Saturday, December 21, 2013

THE TIME OF MY LIFE XVI..exploring teaching/MR

We teachers had to wear uniform and we looked like ayahs of the government hospital, in a white saree and green blouse.  We had to have our hair up in a bun. Since we were young ourselves, this dress code made us look like teachers. I was the class teacher of eighth grade and the kids were smart. I had to be smarter to get their attention.  Which meant I had to be thorough with my subject. This is another good start for any one in life. Be a teacher for some time.  Teaching sharpens your reflexes and helps you think on your toes.  Try persuading a bunch of kids to pay attention while you tell them when the Battle of Panipat was fought. Who cares? One important lesson I learnt was…don’t try to fool them.
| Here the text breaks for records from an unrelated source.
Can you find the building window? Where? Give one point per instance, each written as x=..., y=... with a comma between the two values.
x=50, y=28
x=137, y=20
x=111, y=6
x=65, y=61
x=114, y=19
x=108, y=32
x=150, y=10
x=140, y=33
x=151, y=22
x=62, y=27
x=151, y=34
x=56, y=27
They respect you if you are honest and will do anything for you-even learn the chapter on the Battle of Panipat.!
                teachers of the school Saraswati Vidya Mandira..I am sitting extreme right

While teaching was my heart’s desire, there were other unspelt and undiscovered urges too. As I said, I was not too sure of what I wanted to do and went in search of utopia. It took me to an interview call, in reply to an ad of a market research outfit called ORG. They wanted graduates who knew more than one South Indian language as field investigators and it sounded pretty exciting. The interview turned out to be another test. It was organized in a local hotel and we were more than 250 girls, aspiring for twelve openings. It was a three hour psychology test. We had to identify the odd one out in a series of circles and squares and whatever. It made no sense to me so I just picked at random, gave my paper in and walked out. The next day, I was called for the final interview and selected. All I had to do in this assignment was go to the houses selected by them and ask if they used an optical whitener and Maya, bath soap. I had to show the head of the household, some mastheads of English publications and ask if he/she had seen it. Pretty simple. Except that the names were selected at random from the voter’s list and we ended up going to houses in Butcher’s block or Cobbler’s colony! They did not know what we were talking about and Ramani, my partner and I thought of a wise plan. We would visit the places but fill up our own answers. Soon, we stopped visiting and just filled up the answers, sitting under a nice tree. We had a supervisor who was fun and her supervisor, even more fun. They married later!!In short, Market research had not yet come of age. The sample for respondents was all wrong for the product and questions we were asking.
                                    We we were  the ORG Market research girls!!In Shimoga
 I knew I had brains but beauty was not one of my top ten assets. But there was no harm in trying… so I entered the Ponds beauty contest. After an elimination round, twenty of us were selected to walk to the ramp in Ravindra Kalakshetra. I was the shortest contestant and had no business to be there. I bought myself a pair of stiletto heels which gave a few inches and a whole lot of shoe bites. I Got my hair done in a high bouffant which made me look a wee bit taller. Heather Faville, a tall, slim girl, walked away with the crown and we all got a hamper from Ponds. I had entered the contest with no hope of winning but to experience the thrill of facing a critical crowd. I think it taught me poise and increased my self confidence. As a woman, I don’t believe beauty contests are demeaning. When we do what we do voluntarily, there is no exploitation involved. Beauty pageant contestants are achievers in a way. They have to take care of their mind and body to be in the fray. It reminds me of the famous statement made by someone in a courtroom, about every woman wanting to be a Madame Bovary if given the opportunity. Live and let live. If we cannot do it, let someone else who can, do it. Say Cheers and be graceful. That is my philosophy.